We discovered that the GATOR2 complex has independent roles in TORC1 regulation and MiT/TFE protein protection and is thus central to coordinating cellular metabolism with the control of the lysosomal-autophagic system. We found that, in cells with deletions of the GATOR2 subunits WDR24, MIOS, or SEH1, but not WDR59, members of the MiT/TFEs family of transcription factors TFEB, TFE3, and MITF are ubiquitylated and degraded by the proteasome. Low levels of MiT/TFEs result in a reduction in the transcription of a wide range of lysosomal-autophagic genes, including V-ATPase subunits, lysosomal enzymes (Cathepsins), structure proteins (LAMPs and LAMTORs), and several ATG genes (ATG9), causing a significantly lowered lysosomal pH and a systematic failure in digestion of lysosomal cargoes. We identified a trio of E3 ligases, HERC2, UBE3A, and STUB1, that target MiT/TFEs for ubiquitin-mediated degradation in GATOR2 knockout (KO) cells. We also found that, in autophagy-addicted pancreatic ductal adenocarcinoma (PDAC) cells, the GATOR2 complex is essential for maintaining PDAC cell proliferation, invasion, and malignancy by fulfilling its dual roles in cell metabolism, i.e., activation of TORC1 and protection of MiT/TFEs.

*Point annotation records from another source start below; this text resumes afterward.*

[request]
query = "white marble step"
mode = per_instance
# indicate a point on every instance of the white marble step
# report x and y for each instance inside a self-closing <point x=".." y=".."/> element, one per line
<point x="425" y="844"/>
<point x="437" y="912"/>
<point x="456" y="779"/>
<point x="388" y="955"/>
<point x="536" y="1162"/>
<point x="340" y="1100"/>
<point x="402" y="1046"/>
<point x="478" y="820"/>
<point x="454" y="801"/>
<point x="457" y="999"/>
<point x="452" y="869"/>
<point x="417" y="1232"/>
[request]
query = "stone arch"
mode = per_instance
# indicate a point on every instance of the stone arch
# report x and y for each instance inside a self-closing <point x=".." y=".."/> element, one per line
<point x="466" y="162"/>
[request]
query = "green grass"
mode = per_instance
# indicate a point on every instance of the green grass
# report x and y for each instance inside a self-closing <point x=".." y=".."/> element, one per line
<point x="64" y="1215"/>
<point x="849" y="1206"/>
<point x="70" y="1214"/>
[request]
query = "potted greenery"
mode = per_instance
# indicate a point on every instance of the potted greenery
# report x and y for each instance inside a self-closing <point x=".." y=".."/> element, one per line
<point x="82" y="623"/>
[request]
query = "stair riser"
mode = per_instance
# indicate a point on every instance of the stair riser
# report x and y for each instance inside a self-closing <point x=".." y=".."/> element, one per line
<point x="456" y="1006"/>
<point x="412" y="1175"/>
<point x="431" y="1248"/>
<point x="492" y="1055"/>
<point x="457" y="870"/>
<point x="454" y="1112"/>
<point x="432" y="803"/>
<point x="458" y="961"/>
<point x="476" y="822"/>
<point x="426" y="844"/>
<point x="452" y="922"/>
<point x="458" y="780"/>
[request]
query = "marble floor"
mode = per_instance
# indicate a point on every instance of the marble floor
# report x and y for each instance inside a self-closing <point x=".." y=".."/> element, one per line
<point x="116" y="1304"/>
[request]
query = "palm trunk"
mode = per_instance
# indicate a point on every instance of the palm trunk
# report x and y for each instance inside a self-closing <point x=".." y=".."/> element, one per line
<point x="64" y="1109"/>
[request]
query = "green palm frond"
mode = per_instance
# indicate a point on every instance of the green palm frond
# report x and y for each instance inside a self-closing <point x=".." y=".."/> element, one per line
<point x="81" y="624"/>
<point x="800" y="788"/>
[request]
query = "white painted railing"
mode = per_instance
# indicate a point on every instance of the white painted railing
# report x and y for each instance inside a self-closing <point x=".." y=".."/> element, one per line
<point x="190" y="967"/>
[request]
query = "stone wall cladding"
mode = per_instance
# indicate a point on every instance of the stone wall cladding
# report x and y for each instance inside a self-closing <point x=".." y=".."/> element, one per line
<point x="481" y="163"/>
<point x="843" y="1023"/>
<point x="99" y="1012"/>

To complement the above studies, we recently knocked down the GATOR2 component WDR24 in two kidney-cancer cell models, UOK257 and UOK124. The UOK 257 cell line was derived from a human renal carcinoma of an individual with Birt-Hogg-Dubé (BHD) syndrome, which results from a mutation in the FLCN gene; FLCN regulates lysosome function by promoting the TORC1–dependent phosphorylation and cytoplasmic sequestration of TFEB. In the absence of FLCN, TFEB is not recruited to the lysosome but instead enters the nucleus and is active. The UOK124 cell line was derived from a Xp11.2 translocation renal cell carcinoma (tRCC). Xp11.2 tRCCs represent an aggressive type of kidney cancer resulting from genomic rearrangements of TFE3 that produce oncogenic TFE3 fusion proteins. Our preliminary data indicate that WDR24 knockdown results in markedly lowered levels of TFEB and TFE3 in UOK257 and UOK124 tRCC cells. We will continue to analyze how GATOR2 impacts these two cancer cell lines using strategies similar to those we employed to follow MiT/TFE levels and function in HeLa and PDAC cells. Our data indicate that the GATOR2 complex acts upstream of the TORC1 regulation of MiT/TFE activity. Thus, the GATOR2 complex may be an attractive target for chemotherapeutic intervention.